II. Direct Taxes Case Laws:
1. Indian Aluminium Company Limited Vs. CIT, I.T.A. No. 278 of 2007, Date of Judgment: 18.03.16, High Court of Calcutta
Issue:
Whether the expenditure incurred on the development of software
can be said to be of capital nature and disallowed u/s 32 merely on the
basis of its enduring nature?
Held_No
Brief Facts:
The assessee is engaged in manufacture and production of aluminum. It
incurred an expenditure of Rs. 41,08,556/- on software development. AO
disallowed this expenditure holding it to be of capital nature, while
CIT (A) allowed the expenditure. ITAT upheld the order of AO disallowing
the expenditure. Therefore, the assessee appealed before the High Court
of Calcutta u/s 260A of the Income Tax Act.
Held:
Hon’ble High Court of Calcutta held that test of enduring nature of
expenditure cannot be applied without taking into account the facts and
circumstances of the case as there may be cases where expenditure, even
if incurred for obtaining advantage of enduring benefit, may,
nonetheless, be on revenue account and the test of enduring benefit may
break down. Moreover the software developed by the company is the
application software used for lithography and study of vermiculture of
bio-degradable wastes and is subject to advancements and changes at a
lightning pace. Further, the developed software neither adds to the
capital of the company nor leads to the creation of new asset. Hence,
the debated expenditure will be allowed as revenue expenditure for the
AY 1997-98 as per section 32 of the Income Tax Act.

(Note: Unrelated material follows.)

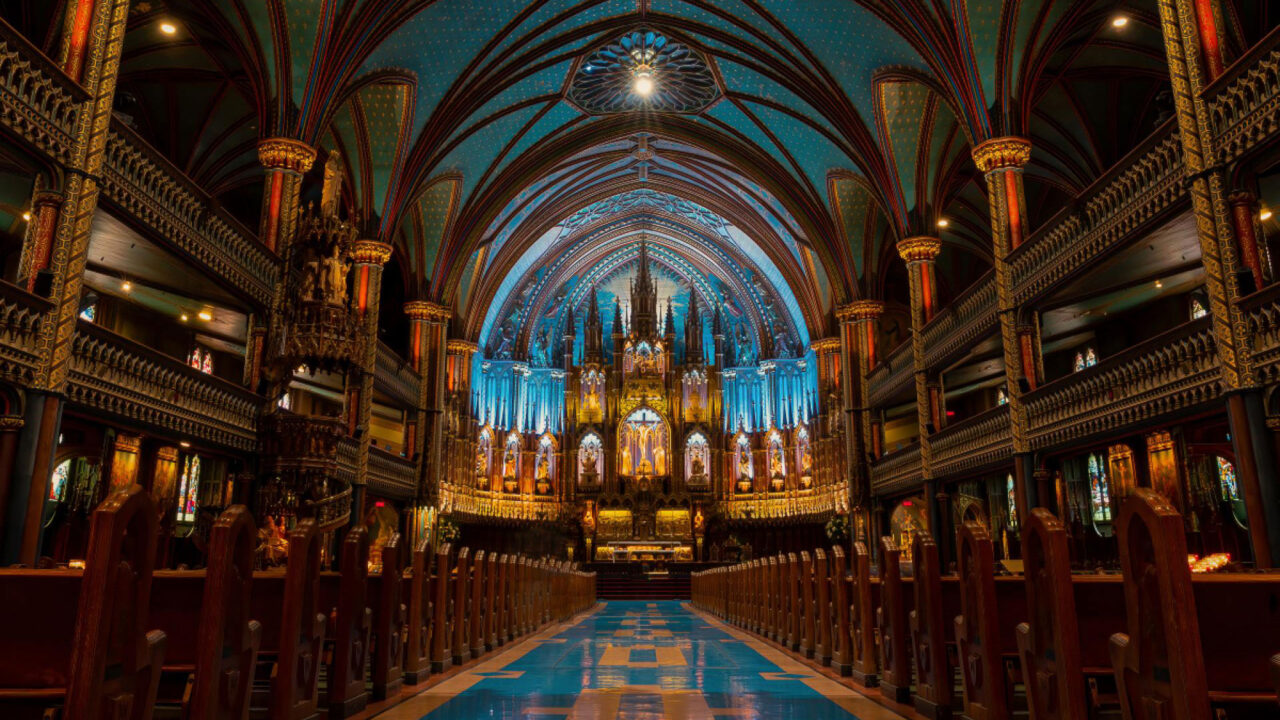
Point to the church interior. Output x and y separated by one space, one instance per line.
629 359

The appeal of the assessee is allowed.
(Please click here for judgment)
2. M/s DMA Investment Pvt. Ltd. Vs. DCIT, I.T.A. Nos. 5688-5691/Del/2013, Date of Judgment: 05.04.2016, ITAT - DELHI
Issue:
Whether any additions can be made to the assessed income of the
assessee u/s 153A without any incriminating material found during the
search and seizure operation?
Held_No
Brief Facts:
A search and seizure operation was carried out on the premises of the
assessee company M/s DMA Investments Pvt. Ltd. Subsequently notice u/s
153A(1) was issued to the assessee, in response of which assessee filed a
return declaring NIL income. Thereafter, AO completed the assessment at
Rs. 50,000/- for making disallowance u/s 14A. CIT(A) partly allowed the
appeal of the assessee. Aggrieved by such order, assessee is in appeal
before the ITAT.
Held:
As per section 153A, assessment cannot be made without any relevance
or nexus with the seized material. Only one assessment shall be made
separately for each AY on the basis of the findings of the search and
any other material existing or brought on the record of the AO. In
absence of any incriminating material, the completed assessment can be
reiterated and the abated assessment or reassessment can be made.
Completed assessments can be interfered with by the AO while making the
assessment under Section 153A only on the basis of some incriminating
material unearthed during the course of search. If no incriminating
material was unearthed during the search, no additions could have been
made to the income already assessed.
The appeal of the assessee is allowed.